Fußball
Kniffelige Juve-Prüfung für Pep

Kopfzerbrechen bereitet Bayern-Trainer Pep Guardiola das Spiel in Turin. Noch tüftelt er an seiner Aufstellung. Bild: dpa

Hinten Zwerge, vorne Riesen: Bayern-Coach Guardiola steht gegen Juventus Turin vor großen Denksportaufgaben. Wie bastelt er eine Abwehr ohne kopfballstarke Innenverteidiger? Wie viele seiner Angriffs-Asse spielt er aus? Die "Hölle" fürchten die Münchner nicht.

Turin. Die Anspannung ist enorm, speziell bei Pep Guardiola. Allen beim FC Bayern ist bewusst, dass sich in der großen europäischen Titelprüfung gegen das abgezockte Fußball-Bollwerk von Juventus Turin (Dienstag 20.45 Uhr/Sky) auch der Arbeitseinsatz am oberen Limit bewegen muss. "Wir brauchen die beste Leistung des Trainers, des Stabes, der Spieler", sagte Guardiola.

Katalane muss liefern


Der Katalane muss im Achtelfinale liefern, auch ohne kopfballstarke Innenverteidiger - sonst ist seine Münchner Champions-League-Mission viel zu früh endgültig gescheitert. Die Ankündigung von Turins Stürmer Alvaro Morata, die Bayern werde im ausverkauften Juventus Stadium die "Hölle" erwarten, konterte Arjen Robben entspannt. "Ich glaube, das sind wir gewohnt." Zumal Turin kein Schreckensort für die Bayern ist, wie diese Uefa-Statistik belegt: Seit Sommer 2004 hat Juve nur zwei von 45 Europacup-Heimspielen verloren - beide gegen die Bayern.

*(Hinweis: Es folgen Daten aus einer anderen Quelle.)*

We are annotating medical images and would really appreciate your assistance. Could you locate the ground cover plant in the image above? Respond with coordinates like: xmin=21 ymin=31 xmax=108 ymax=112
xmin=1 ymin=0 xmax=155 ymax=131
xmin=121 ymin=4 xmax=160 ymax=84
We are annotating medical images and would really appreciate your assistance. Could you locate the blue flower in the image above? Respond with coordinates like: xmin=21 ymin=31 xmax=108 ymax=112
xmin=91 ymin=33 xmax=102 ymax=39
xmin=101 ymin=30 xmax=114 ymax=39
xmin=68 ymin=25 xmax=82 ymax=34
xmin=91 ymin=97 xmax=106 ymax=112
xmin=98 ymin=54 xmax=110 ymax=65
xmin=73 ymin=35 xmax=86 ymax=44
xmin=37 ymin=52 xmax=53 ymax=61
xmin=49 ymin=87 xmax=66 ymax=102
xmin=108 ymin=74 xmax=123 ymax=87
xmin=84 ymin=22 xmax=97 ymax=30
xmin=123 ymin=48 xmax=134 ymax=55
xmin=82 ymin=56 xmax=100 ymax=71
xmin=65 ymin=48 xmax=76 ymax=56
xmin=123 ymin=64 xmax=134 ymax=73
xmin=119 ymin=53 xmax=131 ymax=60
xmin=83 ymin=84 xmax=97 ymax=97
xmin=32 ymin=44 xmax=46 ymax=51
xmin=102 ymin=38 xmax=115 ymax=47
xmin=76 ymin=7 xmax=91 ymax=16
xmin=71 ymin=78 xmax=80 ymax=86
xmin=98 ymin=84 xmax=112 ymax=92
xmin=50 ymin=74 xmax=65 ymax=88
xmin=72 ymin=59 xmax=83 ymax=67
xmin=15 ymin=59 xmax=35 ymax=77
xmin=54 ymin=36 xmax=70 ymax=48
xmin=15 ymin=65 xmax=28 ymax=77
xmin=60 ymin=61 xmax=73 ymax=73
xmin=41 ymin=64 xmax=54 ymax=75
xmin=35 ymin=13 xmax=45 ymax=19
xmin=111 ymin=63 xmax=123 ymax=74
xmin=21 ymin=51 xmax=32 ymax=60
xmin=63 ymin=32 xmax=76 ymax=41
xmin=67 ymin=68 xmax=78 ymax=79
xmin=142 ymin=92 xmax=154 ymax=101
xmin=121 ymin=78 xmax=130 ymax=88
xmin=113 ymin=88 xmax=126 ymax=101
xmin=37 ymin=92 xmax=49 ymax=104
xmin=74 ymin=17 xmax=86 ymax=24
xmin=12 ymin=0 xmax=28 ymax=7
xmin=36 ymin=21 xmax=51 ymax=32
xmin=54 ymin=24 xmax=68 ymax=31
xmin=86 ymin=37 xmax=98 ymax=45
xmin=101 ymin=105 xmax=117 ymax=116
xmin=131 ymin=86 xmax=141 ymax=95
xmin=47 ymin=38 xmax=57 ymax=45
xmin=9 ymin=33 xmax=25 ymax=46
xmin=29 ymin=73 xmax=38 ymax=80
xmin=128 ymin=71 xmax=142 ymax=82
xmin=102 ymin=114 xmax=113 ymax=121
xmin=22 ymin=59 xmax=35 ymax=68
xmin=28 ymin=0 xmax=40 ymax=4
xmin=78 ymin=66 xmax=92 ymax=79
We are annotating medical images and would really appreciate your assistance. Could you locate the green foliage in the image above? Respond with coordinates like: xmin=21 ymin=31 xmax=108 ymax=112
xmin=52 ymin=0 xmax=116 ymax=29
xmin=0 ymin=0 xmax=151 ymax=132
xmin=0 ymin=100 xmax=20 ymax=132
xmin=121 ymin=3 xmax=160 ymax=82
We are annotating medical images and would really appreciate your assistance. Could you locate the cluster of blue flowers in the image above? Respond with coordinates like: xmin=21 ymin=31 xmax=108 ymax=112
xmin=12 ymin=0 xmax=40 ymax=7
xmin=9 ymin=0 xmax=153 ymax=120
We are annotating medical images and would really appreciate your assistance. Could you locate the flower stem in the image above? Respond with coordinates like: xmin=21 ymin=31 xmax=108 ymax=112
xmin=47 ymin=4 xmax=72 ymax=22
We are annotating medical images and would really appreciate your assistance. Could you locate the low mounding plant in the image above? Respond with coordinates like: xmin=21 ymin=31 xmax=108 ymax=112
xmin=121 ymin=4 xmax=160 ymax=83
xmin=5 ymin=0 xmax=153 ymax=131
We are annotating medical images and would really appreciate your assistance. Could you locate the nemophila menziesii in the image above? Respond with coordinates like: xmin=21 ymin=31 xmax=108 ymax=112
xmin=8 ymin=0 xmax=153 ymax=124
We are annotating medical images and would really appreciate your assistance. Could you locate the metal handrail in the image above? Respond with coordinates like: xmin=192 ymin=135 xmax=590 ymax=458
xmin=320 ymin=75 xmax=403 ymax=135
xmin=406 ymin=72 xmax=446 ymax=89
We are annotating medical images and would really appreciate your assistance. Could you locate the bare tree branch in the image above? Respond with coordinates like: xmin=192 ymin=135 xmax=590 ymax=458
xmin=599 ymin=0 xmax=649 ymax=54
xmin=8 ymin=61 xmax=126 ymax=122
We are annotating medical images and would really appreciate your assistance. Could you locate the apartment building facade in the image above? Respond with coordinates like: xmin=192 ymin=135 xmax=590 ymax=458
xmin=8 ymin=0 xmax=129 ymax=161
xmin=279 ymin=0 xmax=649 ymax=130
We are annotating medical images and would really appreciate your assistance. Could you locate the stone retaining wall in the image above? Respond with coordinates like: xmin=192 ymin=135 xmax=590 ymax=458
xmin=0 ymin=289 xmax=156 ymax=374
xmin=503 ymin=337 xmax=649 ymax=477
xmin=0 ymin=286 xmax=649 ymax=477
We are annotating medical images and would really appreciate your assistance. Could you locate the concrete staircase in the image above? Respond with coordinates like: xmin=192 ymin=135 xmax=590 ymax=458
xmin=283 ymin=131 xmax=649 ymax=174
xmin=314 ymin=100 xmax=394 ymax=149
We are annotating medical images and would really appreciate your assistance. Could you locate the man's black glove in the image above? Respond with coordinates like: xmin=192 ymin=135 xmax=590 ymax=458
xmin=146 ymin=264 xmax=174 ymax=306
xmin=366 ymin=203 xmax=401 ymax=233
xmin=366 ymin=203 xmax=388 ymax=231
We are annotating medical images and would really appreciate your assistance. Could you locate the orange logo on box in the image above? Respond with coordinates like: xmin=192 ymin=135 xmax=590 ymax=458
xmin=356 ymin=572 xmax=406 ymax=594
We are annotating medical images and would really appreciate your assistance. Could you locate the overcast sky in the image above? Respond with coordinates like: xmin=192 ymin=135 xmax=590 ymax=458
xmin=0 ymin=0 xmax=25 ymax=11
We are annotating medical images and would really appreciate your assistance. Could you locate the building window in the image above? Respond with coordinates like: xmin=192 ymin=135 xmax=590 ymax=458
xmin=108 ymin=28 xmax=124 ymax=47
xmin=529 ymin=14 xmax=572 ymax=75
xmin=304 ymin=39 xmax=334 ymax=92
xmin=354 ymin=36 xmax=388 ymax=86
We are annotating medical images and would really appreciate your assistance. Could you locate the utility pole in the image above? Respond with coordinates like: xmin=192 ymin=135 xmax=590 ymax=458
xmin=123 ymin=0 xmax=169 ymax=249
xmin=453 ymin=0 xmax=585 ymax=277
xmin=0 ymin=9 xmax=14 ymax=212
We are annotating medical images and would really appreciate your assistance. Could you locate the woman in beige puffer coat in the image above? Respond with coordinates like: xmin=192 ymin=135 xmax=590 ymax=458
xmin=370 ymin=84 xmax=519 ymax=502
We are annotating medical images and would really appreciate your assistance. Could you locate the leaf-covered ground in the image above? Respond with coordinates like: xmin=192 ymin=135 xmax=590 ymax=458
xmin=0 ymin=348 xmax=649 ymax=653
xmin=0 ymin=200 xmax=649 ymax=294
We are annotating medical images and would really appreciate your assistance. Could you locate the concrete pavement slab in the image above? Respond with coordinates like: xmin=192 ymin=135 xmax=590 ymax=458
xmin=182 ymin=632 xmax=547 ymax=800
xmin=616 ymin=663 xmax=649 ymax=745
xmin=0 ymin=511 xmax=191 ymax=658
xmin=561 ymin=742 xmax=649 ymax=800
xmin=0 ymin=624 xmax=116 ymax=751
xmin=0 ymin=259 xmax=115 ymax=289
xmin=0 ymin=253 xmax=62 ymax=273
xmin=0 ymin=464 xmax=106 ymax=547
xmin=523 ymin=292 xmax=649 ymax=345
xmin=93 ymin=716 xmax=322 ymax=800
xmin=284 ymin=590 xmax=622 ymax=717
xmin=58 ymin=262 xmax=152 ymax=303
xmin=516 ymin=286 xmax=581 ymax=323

Vor drei Jahren siegten die Bayern auf dem Weg zum historischen Titel-Triple im Viertelfinale mit 2:0 in Turin. Das Wiedersehen steht jedoch unter anderen Vorzeichen. Juve hat einen Lauf, auch wenn es nach 15 Ligasiegen in Serie bei der Generalprobe gegen Bologna nur zu einem torlosen Unentschieden gereicht hatte.

Guardiolas Respekt vor dem Vorjahresfinalisten könnte nicht größer sein. Ein kontrolliertes Agieren ist für ihn der Schlüssel zum Erfolg. Zaubert er noch einen defensiven Überraschungsplan aus dem Hut? Oder vertraut er auch international der Zwergenreihe mit Kimmich und Alaba im Deckungszentrum, flankiert von Bernat und Lahm? Keiner aus dem Quartett misst mehr als 1,80 Meter. Ein Manko gegen robuste Stürmer wie Mario Mandzukic (1,87 Meter), der sich pünktlich zum Rendezvous mit dem ungeliebten Ex-Coach Guardiola aus dem Verletztenstand zurückmeldete.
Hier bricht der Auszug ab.